As an example, lets try to get the Motherboard component for all of our servers. You might try to make an API call to SoftLayer_Account::getHardware() with an objectMask of

mask[id,hostname,
    components[id,serialNumber,
        hardwareComponentModel[description,
            hardwareGenericComponentModel[id,
                hardwareComponentType[keyName]
            ]
        ]
    ]
]

and an objectFilter of

{"hardware":
    {"components":
        {"hardwareComponentModel":
            {"hardwareGenericComponentModel":
                {"hardwareComponentType":
                    {"keyName":{"operation":"MOTHERBOARD"}}
                }
            }
        }
    }
}

The problem is this will return all Hardware_Server objects that have a motherboard component, which is not quite what we want.

To get all Hardware_Server objects and only their motherboard component, we just need to use filteredMask[] instead of mask[]
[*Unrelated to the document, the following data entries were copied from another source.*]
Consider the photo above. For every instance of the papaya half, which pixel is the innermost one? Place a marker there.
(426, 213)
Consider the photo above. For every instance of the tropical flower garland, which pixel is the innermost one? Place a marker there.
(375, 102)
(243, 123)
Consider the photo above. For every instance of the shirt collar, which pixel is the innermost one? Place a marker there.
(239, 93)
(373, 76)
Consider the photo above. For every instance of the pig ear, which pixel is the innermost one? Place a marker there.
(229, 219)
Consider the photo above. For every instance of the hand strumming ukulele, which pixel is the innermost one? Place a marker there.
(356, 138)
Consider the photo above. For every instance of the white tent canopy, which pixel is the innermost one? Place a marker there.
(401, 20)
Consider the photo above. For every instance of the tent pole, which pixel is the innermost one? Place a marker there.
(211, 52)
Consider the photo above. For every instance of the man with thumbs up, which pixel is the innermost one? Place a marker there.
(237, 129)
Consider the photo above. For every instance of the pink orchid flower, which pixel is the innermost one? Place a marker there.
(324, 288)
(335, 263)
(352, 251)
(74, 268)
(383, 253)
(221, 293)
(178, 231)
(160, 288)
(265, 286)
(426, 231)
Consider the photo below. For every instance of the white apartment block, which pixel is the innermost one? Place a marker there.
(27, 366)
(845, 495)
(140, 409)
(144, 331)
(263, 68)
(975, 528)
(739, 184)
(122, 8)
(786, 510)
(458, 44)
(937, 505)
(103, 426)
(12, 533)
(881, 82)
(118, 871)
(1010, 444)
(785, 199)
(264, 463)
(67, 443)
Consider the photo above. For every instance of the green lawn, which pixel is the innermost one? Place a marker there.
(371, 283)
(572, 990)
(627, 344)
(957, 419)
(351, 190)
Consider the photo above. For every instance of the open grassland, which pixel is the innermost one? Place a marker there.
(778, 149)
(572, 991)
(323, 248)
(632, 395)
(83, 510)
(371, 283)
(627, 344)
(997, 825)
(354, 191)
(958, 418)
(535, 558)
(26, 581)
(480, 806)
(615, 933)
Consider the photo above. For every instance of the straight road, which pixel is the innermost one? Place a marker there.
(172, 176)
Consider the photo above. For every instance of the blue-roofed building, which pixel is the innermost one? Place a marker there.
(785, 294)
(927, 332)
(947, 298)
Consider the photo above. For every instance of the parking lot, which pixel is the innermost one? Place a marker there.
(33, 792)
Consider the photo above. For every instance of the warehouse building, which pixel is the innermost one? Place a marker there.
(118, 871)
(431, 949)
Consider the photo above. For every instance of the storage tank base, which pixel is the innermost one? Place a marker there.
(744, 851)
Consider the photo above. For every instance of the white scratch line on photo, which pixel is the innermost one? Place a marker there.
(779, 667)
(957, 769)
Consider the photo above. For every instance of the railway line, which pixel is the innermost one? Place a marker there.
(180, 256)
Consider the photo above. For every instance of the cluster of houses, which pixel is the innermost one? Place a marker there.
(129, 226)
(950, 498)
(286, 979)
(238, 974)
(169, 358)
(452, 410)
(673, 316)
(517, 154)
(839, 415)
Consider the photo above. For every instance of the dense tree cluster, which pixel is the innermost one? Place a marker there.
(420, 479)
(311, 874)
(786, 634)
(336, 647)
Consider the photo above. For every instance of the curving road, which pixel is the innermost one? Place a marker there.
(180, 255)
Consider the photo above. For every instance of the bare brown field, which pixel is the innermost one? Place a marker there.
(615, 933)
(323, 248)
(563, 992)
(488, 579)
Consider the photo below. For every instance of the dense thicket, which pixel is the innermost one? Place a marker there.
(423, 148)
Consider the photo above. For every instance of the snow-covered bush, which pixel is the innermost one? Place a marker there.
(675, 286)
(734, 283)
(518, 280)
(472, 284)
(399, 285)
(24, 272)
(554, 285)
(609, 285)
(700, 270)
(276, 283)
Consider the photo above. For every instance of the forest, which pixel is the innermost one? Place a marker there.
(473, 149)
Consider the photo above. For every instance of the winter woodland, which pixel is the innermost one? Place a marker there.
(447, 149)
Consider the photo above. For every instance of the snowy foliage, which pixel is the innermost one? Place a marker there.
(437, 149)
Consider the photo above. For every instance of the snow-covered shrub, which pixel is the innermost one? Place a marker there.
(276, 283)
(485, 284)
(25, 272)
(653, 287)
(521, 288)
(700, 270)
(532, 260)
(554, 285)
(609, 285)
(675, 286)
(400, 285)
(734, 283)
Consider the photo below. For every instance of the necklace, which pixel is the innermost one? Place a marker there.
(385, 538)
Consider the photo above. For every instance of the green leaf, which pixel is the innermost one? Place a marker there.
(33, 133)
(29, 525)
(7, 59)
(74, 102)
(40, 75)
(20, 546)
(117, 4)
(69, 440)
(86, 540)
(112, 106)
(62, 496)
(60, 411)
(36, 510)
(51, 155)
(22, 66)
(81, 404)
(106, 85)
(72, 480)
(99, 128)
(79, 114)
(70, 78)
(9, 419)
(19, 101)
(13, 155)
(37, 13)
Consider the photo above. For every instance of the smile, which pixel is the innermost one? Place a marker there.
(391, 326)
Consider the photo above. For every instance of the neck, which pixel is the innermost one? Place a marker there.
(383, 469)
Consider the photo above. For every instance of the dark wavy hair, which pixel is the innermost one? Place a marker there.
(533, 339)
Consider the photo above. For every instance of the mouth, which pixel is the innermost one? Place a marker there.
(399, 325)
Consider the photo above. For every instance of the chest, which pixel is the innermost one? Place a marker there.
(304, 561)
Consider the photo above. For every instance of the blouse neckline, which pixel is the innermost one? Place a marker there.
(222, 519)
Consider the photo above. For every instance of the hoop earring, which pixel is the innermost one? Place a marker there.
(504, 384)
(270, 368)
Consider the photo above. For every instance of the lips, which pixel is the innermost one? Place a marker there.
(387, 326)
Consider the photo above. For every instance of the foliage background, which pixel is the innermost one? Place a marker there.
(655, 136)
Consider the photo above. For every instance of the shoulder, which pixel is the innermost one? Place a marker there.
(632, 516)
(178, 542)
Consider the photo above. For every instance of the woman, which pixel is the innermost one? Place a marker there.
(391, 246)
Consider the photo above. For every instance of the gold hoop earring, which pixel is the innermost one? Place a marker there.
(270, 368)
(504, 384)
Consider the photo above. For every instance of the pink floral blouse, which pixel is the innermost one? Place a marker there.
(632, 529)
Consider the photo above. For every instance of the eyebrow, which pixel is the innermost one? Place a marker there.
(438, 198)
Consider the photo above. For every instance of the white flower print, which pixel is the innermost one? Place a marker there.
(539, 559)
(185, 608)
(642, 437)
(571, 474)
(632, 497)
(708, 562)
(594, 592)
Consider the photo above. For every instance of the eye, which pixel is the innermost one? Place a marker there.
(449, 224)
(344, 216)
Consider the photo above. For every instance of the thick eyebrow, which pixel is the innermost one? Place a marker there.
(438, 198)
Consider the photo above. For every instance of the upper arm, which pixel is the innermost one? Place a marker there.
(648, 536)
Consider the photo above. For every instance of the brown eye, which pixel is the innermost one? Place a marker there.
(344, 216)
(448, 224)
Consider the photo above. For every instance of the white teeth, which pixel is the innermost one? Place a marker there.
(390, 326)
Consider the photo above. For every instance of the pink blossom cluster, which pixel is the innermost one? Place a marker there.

for an API call that would look something like this:

curl -u $SL_USER:$SL_APIKEY  'https://api.softlayer.com/rest/v3.1/SoftLayer_Account/getHardware.json?objectMask=filteredMask[id,hostname,components[id,serialNumber,hardwareComponentModel[description,hardwareGenericComponentModel[id,hardwareComponentType[keyName]]]]]&objectFilter={"hardware":{"components":{"hardwareComponentModel":{"hardwareGenericComponentModel":{"hardwareComponentType":{"keyName":{"operation":"MOTHERBOARD"}}}}}}}'

API interaction

SOAP

To send the object mask to the SOAP API you will need to provide a SoftLayer_ObjectMask header with the string object mask for the value in the mask property of the header.

XML-RPC

The same SoftLayer_ObjectMask header may be provided in the XML-RPC headers section of the request.

REST

The REST interface will accept the object mask via the objectMask URL parameter.